Decide whether the hurtful comment is worthy of a response. If it’s a friend you see regularly, then probably so. If it’s a store clerk you’ll never see again, maybe you save that energy.
You get to decide.
If it feels right to respond, try the following:
“I’m really grieving them. They were family to me.”
“I know it might not seem like a big deal to you, but this is a huge loss for me.”
“I get that you don’t feel the same way, but please respect that this is very painful to me.”
Or, you could choose not to engage. Instead, you might just say to yourself, “I loved my pet deeply, so of course it hurts. So-and-so just doesn’t know. They never had this beautiful bond.”
Next week, I’ll be talking about all the places you can get validation. More places than you might think—it’s very heartening!
For now, I’m curious—what kinds of invalidating things have people said to you when you were grieving a pet?
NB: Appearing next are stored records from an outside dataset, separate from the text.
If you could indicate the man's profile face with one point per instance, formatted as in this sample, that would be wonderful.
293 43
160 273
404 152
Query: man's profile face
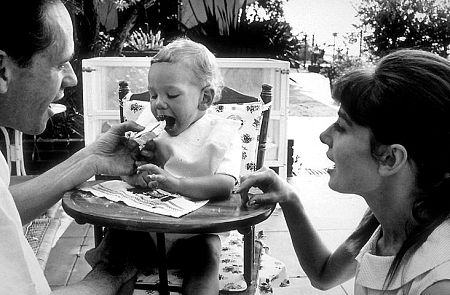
31 90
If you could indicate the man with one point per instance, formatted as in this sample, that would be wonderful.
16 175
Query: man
36 45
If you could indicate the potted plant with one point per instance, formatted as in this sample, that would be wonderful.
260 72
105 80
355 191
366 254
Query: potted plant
140 43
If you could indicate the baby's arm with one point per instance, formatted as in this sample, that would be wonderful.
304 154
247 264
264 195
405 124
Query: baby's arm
199 188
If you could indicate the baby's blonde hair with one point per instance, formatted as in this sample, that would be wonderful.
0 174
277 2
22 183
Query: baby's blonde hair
202 62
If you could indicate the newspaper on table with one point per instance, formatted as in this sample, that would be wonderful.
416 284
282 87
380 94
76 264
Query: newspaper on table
155 201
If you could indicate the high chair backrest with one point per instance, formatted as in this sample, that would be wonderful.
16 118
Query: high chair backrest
253 112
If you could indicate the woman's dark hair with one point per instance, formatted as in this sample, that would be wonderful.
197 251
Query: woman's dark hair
405 100
26 30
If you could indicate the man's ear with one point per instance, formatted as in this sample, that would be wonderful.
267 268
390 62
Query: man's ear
4 72
391 159
207 98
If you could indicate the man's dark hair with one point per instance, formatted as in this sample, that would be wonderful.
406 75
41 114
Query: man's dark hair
26 30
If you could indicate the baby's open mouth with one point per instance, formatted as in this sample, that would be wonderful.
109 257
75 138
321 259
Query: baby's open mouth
170 121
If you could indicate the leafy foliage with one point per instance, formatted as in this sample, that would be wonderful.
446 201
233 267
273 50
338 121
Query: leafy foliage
421 24
256 30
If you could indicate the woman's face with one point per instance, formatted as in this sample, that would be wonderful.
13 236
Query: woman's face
175 95
355 170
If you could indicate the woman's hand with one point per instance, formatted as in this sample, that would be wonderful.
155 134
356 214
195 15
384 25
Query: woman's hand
275 189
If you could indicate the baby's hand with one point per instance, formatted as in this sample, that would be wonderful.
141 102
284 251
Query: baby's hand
159 178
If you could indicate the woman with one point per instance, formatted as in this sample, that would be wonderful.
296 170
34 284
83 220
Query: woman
391 146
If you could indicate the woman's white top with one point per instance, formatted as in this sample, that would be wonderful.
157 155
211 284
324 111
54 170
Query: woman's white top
428 265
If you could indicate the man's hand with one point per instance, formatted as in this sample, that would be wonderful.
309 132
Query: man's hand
115 153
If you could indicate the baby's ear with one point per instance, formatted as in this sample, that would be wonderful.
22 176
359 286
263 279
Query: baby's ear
207 98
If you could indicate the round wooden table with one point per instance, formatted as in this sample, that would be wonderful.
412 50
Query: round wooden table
214 217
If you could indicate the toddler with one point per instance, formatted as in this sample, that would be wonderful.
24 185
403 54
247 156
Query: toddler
197 155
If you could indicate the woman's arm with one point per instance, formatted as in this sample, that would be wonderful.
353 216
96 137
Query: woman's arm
324 268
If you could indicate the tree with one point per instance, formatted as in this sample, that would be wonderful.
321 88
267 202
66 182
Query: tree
393 24
255 30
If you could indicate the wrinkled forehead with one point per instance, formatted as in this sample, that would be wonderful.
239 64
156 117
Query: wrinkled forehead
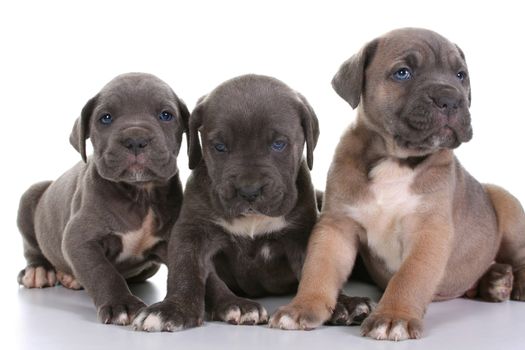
135 92
253 118
419 48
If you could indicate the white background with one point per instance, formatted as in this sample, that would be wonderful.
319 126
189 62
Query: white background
55 55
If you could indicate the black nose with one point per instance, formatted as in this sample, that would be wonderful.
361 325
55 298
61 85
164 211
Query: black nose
136 145
448 104
249 193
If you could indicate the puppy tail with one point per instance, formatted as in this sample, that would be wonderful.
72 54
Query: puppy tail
319 199
511 225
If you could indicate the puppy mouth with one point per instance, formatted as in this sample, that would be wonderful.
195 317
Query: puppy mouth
136 169
432 132
445 137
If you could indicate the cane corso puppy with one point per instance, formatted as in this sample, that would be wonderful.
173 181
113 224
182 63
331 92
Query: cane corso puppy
106 220
425 228
248 209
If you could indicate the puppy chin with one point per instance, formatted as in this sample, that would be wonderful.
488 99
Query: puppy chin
139 173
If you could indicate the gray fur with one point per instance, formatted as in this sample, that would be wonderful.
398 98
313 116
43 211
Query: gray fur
76 224
209 266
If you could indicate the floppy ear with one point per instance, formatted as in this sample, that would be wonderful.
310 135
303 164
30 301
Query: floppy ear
194 146
349 80
463 57
80 131
185 115
310 126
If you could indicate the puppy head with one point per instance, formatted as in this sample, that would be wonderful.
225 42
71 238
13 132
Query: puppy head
135 124
413 87
253 130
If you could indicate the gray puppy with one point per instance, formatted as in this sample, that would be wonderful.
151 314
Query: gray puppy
106 220
248 209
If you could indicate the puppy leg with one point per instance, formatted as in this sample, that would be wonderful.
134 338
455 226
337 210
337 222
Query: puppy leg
189 255
331 253
92 269
351 310
223 305
39 272
495 285
400 311
511 225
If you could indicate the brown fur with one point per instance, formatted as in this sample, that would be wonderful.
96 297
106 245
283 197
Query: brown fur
424 227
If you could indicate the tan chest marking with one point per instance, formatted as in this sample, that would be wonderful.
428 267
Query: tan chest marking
253 225
382 214
135 243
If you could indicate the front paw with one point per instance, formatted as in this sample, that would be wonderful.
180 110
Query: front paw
121 311
303 316
389 326
351 310
166 316
37 277
239 311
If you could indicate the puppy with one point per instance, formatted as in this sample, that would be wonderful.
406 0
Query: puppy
106 220
248 210
425 228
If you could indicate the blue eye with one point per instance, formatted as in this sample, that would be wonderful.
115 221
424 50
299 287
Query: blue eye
165 116
403 74
106 119
220 147
462 75
278 146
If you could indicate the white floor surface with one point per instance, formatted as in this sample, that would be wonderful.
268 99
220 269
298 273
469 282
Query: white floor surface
57 318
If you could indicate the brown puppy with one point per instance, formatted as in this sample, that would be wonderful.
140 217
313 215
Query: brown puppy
425 228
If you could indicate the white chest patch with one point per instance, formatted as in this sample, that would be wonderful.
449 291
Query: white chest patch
134 243
253 225
382 215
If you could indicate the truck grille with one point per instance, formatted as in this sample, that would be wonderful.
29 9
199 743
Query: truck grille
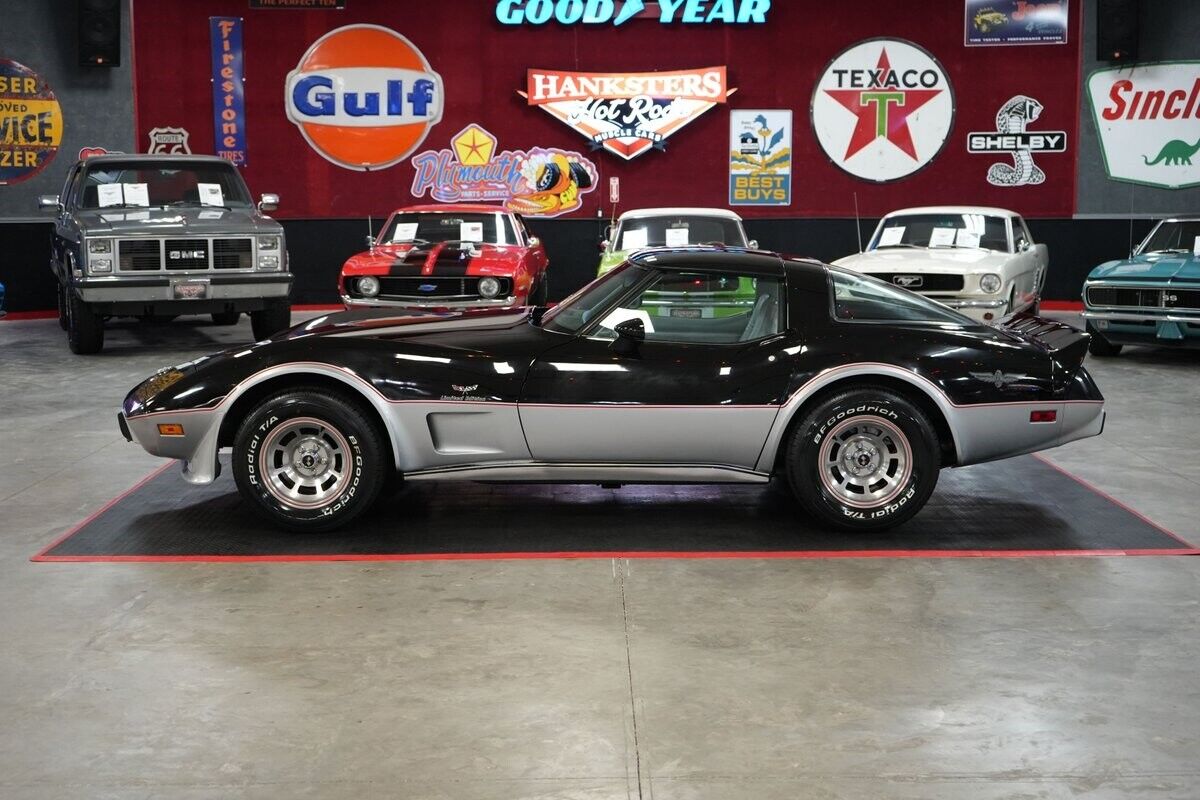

My fur baby was recently diagnosed with cancer, immediately after her surgery. I couldn't stop crying for days, thinking the end is near but now the vet is saying that she may live up to 4-5 years with it, which would put her right around her natural time to go. So when I saw how she's recovering from her surgery, how playful she is, how much appetite she has, how much she's enjoying her daily walks, and most importantly, how she has no idea of what's happening to her, this has given me lots of consolation. I prefer to be happy with her on her happy days and not worry too much about what's to come. The end is inevitable. I just don't know if I'll have it in me to get another dog. This one is too special to me from the moment she was born and I knew it I first saw her. Pet love is hard to explain to someone who doesn't get it. And I've met people like that, so I no longer want to talk about this with them.
Great article. I also believe those who say things like that have never owned an animal or owned an animal I just can’t take the heartbreak when that animal passes. My dogs are my kids. I do have a daughter but she’s an adult now. My dog travels with me pretty much everywhere I go. She is my support dog, not officially, but she’s here for me. She knows when I’m anxious and she knows when I don’t feel good. Love her so.